/api/transactions/locker/download
GETDownload CloudCoins from a RAIDA locker using a string locker key. Executes two-phase protocol: Peek to view coins, then Remove to download with new ANs.
Description
The /api/transactions/locker/download endpoint downloads CloudCoins from a RAIDA locker and automatically grades them into the appropriate folder (Bank, Fracked, or Counterfeit). This endpoint implements a secure two-phase protocol:
- Peek Phase (0x0853): Queries all 25 RAIDA servers to retrieve the list of coins stored in the locker (denomination + serial number pairs). Requires 13+ successful responses for cloud consensus.
- Remove Phase (0x0854): Downloads the coins from the locker with newly generated random Authenticity Numbers (ANs). The old locker ANs are discarded, transferring ownership to the downloader.
Downloaded coins are automatically graded and moved to the appropriate folder (Bank, Fracked, or Counterfeit) based on POWN results from the Remove operation.

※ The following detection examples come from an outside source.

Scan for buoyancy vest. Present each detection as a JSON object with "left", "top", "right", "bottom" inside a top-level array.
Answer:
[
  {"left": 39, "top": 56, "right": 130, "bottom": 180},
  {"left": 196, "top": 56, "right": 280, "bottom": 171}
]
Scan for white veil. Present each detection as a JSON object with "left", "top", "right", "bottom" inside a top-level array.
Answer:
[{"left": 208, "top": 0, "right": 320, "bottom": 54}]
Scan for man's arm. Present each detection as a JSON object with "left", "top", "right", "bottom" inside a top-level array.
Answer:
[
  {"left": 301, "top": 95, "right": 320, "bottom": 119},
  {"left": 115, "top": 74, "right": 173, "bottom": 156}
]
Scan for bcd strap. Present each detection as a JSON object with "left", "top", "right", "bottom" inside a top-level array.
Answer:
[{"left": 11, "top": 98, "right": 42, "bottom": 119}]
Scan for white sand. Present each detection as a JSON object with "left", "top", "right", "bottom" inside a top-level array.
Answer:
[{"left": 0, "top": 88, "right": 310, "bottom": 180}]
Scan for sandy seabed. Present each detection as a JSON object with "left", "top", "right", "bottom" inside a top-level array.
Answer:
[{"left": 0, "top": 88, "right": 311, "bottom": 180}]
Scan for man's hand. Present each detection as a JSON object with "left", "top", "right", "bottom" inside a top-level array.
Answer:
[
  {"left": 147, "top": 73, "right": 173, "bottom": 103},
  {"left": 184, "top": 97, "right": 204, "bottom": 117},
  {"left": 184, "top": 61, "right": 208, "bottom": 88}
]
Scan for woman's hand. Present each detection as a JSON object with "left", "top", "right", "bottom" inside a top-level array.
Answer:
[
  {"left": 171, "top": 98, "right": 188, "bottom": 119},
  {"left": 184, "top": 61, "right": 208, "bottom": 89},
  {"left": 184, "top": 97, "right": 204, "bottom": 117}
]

Important: Downloading coins from a locker is a destructive operation. Once downloaded, the coins are removed from the locker and transferred with new ANs. The sender cannot recover the coins after download.
This endpoint is essential for:
- Receiving CloudCoins sent via locker by another user
- Transferring coins between your own wallets
- Collecting coins from a shared locker after out-of-band key exchange
- Automated locker monitoring and coin retrieval
The locker key is NOT the same as coin ANs. It's a 16-byte password/secret shared out-of-band between sender and receiver. Anyone with the locker key can download the coins, so keep it secret and share only via secure channels.
Parameters
This endpoint requires two query parameters:
| Parameter | Type | Required | Description |
|---|---|---|---|
wallet_path |
string | Yes | Full path to the wallet where downloaded coins will be deposited. Example: E:/Client_Data/Wallets/Default |
locker_key |
string | Yes | String representing the locker password. Must match the key used when uploading coins to the locker. |
Parameter Validation
wallet_path:
- Must be a valid path to an existing wallet directory
- Use forward slashes (/) for path separators
- URL encode spaces and special characters
locker_key:
- Any length
- Any string. The Core will run an MD5 hash on it.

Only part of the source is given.